The North Korean Nodong is essentially the same as the Pakistani Ghauri 1 and the Iranian Shahab-3. The body of the Nodong missile is a near exact replica of the SCUD-B, except that all its major structural components are scaled to a larger size.9 The SCUD-B body diameter is 0.88 m, while the Nodong body diameter is close to 1.25 m. Thus the Nodong is larger than the SCUD-B in every dimension by a factor very close to 1.4 (we use the factor reported by Schiller and Schmucker of 1.25/0.88=1.42). The Ghauri 2 is also similar to the Nodong. The dimensions of this missile also appear to be scaled up by a factor of about 1.4, but its length-to-diameter ratio appears closer to that of the Iraqi Al Husain.

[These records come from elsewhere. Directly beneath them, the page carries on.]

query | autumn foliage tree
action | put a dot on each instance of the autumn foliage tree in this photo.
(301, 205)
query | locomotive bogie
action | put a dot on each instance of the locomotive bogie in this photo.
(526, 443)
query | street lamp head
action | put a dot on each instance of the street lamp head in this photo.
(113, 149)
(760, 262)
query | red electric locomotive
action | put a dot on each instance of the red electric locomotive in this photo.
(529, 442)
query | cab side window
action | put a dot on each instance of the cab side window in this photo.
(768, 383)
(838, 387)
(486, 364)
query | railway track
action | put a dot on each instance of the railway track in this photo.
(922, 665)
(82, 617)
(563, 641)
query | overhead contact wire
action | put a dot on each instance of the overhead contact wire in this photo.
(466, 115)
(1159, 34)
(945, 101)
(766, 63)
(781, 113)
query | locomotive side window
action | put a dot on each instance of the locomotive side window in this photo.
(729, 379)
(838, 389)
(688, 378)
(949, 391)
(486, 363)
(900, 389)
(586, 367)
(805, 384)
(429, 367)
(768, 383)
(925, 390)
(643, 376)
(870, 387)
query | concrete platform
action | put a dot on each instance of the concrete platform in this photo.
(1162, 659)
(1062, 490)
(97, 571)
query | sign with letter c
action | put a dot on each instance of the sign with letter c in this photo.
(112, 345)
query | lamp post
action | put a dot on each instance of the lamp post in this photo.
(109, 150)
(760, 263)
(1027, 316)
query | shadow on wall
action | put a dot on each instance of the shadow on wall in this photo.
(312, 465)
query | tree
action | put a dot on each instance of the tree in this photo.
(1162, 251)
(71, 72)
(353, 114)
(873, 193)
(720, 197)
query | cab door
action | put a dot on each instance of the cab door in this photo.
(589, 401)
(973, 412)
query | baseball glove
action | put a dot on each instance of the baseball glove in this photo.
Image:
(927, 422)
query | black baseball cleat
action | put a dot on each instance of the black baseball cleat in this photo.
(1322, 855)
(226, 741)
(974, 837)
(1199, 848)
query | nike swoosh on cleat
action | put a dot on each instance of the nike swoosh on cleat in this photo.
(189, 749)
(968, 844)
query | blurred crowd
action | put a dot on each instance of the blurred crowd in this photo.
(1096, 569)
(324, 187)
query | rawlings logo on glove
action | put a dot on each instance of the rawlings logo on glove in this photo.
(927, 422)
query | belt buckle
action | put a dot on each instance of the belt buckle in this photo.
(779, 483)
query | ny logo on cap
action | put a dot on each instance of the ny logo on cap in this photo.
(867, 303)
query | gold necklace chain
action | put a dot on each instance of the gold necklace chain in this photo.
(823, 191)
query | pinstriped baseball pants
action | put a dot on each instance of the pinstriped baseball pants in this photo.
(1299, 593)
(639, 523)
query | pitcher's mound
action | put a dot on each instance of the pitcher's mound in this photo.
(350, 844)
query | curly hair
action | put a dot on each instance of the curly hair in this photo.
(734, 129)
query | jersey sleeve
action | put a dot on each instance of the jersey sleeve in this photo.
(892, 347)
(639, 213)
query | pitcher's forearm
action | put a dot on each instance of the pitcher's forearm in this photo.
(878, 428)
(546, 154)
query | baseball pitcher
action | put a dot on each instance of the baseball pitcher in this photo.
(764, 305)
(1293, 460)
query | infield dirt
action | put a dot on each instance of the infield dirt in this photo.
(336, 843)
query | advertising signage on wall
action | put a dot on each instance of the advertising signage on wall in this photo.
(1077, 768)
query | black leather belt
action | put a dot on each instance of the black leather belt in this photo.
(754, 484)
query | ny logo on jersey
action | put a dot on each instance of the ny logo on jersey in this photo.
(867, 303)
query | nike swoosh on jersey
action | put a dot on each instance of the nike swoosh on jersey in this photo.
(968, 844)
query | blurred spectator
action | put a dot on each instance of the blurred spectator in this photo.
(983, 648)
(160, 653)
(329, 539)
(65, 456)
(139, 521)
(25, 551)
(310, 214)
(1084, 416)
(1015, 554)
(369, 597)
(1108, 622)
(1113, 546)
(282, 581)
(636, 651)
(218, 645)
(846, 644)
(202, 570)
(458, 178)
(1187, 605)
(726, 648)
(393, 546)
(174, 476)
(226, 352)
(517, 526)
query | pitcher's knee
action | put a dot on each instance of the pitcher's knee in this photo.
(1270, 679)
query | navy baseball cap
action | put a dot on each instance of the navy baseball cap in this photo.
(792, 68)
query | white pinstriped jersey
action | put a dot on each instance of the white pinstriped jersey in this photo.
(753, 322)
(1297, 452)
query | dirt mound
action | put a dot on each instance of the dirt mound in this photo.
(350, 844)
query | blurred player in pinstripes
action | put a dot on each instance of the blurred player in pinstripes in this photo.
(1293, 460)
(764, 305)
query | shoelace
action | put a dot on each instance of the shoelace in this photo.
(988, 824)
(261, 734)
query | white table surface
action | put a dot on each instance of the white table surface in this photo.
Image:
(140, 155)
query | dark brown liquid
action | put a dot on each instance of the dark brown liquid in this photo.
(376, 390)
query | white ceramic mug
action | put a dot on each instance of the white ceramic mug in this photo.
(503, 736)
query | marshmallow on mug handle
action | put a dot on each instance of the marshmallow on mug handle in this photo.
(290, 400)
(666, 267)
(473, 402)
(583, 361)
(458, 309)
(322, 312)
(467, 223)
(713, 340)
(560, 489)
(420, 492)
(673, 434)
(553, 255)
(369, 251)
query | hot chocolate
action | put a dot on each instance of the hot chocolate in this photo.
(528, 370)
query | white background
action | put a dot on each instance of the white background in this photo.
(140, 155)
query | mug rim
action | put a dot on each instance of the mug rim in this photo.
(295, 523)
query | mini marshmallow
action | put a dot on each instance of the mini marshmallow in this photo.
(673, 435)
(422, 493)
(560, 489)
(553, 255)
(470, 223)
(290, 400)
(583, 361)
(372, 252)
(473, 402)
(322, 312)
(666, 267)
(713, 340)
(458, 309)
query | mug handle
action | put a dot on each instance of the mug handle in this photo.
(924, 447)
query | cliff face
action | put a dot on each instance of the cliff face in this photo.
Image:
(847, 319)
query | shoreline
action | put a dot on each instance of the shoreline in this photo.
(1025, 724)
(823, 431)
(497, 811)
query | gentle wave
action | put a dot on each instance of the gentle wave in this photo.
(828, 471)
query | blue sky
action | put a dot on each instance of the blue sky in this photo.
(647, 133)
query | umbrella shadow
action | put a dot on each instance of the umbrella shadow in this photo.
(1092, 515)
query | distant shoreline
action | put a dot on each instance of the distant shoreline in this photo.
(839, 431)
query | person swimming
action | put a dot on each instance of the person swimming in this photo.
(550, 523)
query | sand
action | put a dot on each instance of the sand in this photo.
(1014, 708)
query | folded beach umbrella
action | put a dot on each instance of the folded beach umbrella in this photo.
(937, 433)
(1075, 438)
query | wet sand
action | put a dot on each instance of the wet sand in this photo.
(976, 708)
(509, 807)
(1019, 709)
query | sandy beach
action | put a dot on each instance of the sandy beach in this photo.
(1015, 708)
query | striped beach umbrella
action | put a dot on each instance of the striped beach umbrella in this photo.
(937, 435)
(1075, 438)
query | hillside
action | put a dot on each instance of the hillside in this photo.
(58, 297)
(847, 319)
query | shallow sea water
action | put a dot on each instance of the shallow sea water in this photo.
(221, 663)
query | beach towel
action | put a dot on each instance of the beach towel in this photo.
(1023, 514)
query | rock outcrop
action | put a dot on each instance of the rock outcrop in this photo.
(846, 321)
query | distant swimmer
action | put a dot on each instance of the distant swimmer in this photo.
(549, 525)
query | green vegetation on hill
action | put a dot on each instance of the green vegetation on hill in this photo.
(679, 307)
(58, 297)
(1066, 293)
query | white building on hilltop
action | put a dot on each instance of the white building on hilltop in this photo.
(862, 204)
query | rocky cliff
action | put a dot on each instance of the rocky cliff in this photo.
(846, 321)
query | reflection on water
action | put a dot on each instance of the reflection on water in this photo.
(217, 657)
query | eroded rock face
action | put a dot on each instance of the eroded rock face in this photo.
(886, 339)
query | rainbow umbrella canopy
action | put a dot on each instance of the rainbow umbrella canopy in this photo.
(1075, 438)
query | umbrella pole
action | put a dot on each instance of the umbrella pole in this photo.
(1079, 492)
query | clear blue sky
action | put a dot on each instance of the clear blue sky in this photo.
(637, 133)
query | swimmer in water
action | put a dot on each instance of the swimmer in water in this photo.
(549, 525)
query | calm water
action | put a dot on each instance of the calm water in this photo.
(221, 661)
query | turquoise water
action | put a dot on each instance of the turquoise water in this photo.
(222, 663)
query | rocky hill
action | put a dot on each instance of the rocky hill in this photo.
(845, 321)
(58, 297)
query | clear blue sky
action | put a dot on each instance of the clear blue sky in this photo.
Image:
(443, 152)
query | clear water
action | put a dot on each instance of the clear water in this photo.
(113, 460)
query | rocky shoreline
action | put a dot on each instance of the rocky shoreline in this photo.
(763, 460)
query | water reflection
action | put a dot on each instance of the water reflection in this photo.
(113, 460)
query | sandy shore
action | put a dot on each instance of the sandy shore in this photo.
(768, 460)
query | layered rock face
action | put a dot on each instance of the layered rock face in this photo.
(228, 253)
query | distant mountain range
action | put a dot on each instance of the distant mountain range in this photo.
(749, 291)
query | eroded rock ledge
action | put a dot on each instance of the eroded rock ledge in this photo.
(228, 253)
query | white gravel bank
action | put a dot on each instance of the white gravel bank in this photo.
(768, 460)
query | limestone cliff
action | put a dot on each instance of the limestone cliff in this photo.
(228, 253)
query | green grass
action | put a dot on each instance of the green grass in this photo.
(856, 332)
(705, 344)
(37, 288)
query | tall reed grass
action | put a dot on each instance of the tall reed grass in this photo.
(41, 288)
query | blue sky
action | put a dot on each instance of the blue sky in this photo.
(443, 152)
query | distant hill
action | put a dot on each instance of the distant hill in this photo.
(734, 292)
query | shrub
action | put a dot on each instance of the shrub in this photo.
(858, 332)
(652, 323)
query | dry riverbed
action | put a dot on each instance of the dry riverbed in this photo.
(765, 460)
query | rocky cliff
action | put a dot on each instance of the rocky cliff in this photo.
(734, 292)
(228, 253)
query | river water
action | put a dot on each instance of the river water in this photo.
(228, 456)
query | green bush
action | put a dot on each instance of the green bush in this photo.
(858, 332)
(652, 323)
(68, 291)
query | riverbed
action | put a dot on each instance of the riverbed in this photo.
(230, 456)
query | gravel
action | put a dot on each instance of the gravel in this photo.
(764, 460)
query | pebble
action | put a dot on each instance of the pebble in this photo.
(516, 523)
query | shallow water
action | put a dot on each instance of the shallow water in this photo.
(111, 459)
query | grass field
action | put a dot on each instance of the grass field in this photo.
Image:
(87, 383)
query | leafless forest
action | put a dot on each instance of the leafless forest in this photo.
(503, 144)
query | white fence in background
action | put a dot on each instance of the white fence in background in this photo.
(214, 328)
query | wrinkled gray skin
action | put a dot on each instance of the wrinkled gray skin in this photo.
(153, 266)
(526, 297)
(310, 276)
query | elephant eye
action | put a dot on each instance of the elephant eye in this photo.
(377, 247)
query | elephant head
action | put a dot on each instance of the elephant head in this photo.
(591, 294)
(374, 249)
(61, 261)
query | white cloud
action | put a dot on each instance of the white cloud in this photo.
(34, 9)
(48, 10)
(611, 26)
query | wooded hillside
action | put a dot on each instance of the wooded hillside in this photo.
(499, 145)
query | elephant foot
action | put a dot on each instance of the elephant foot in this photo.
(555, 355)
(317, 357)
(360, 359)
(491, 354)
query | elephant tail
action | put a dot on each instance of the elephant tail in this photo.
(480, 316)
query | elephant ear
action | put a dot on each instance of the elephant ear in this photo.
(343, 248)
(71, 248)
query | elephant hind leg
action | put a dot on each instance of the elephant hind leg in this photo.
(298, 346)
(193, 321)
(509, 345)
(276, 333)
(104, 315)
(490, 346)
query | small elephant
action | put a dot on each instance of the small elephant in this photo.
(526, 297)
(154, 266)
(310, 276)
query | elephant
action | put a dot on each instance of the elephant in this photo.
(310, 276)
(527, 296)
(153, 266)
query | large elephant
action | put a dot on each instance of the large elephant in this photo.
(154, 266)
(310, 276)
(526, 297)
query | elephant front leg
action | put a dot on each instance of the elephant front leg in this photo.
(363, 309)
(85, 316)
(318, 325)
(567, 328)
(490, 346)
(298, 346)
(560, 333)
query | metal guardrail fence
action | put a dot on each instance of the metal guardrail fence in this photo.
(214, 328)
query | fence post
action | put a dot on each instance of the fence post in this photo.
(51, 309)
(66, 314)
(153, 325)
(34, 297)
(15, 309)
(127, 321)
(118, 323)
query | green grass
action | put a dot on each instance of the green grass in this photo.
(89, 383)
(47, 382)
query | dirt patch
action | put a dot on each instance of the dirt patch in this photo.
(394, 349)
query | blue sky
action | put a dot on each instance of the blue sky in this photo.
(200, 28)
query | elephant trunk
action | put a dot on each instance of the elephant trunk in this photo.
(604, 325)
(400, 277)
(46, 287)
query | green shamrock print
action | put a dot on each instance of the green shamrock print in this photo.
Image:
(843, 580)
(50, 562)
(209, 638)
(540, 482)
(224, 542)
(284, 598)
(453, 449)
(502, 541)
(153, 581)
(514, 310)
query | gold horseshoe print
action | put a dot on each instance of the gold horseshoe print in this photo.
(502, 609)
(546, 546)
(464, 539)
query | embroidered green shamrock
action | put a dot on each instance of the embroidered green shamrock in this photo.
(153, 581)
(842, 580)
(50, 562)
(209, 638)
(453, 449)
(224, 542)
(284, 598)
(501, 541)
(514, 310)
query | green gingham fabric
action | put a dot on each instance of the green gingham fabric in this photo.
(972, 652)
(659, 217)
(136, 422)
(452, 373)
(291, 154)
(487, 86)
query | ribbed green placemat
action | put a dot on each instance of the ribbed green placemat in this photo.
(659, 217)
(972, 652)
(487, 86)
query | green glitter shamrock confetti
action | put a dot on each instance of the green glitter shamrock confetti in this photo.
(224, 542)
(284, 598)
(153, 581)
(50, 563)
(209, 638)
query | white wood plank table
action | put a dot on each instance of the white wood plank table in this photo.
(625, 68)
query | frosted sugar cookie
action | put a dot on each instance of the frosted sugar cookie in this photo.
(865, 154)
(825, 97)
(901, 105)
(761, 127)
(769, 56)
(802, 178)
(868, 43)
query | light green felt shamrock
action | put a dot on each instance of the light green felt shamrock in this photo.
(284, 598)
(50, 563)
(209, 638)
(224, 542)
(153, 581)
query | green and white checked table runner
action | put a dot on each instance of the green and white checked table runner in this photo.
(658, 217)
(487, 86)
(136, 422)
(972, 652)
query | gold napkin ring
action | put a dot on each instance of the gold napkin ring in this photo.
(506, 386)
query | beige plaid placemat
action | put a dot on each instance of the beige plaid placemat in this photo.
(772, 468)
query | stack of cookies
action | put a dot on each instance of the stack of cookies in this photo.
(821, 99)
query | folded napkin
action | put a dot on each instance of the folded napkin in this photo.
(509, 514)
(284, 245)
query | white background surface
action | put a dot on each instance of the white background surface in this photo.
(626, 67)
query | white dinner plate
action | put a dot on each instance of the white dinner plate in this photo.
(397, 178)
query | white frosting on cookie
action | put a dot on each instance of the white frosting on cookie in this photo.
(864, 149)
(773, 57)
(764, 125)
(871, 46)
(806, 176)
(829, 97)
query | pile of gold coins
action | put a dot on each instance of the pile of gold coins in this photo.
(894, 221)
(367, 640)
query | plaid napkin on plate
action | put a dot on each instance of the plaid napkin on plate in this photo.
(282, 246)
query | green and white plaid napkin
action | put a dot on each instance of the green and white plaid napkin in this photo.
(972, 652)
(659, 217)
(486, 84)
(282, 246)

The Nodong rocket motor was first observed in North Korea in the late 1980s, and more recently Iran has released photographs of what appears to be a Nodong rocket motor (see photographs on the next page.) A drawing of what appears to be a device used in the manufacturing of that motor can be found in the Russian text book, “The Production Technology of Liquid Rocket Engines,” by V. V. Vorobey and V. E. Loginov.5 If this identification is correct, the Nodong rocket motor is an example of 1950s Russian rocket technology, very similar to that used in the SCUD-B, which was first built and deployed during the same time-period. The
Nodong motor uses the same fuel as the SCUD-B motor and its performance efficiency (exhaust velocity with altitude) is somewhat similar but lower than the Russian RD-214 engine used in the Soviet R-12 ballistic missile (known in the West as the SS-4 Sandal).6 The Nodong rocket motor has provided the enabling
foundation for Iran’s indigenous liquid-propellant ballistic missile program and for the Safir SLV. The No-Dong has a range of between 1,000 and 1,400km meaning that it can hit Seoul with ease from any location on the entire peninsula.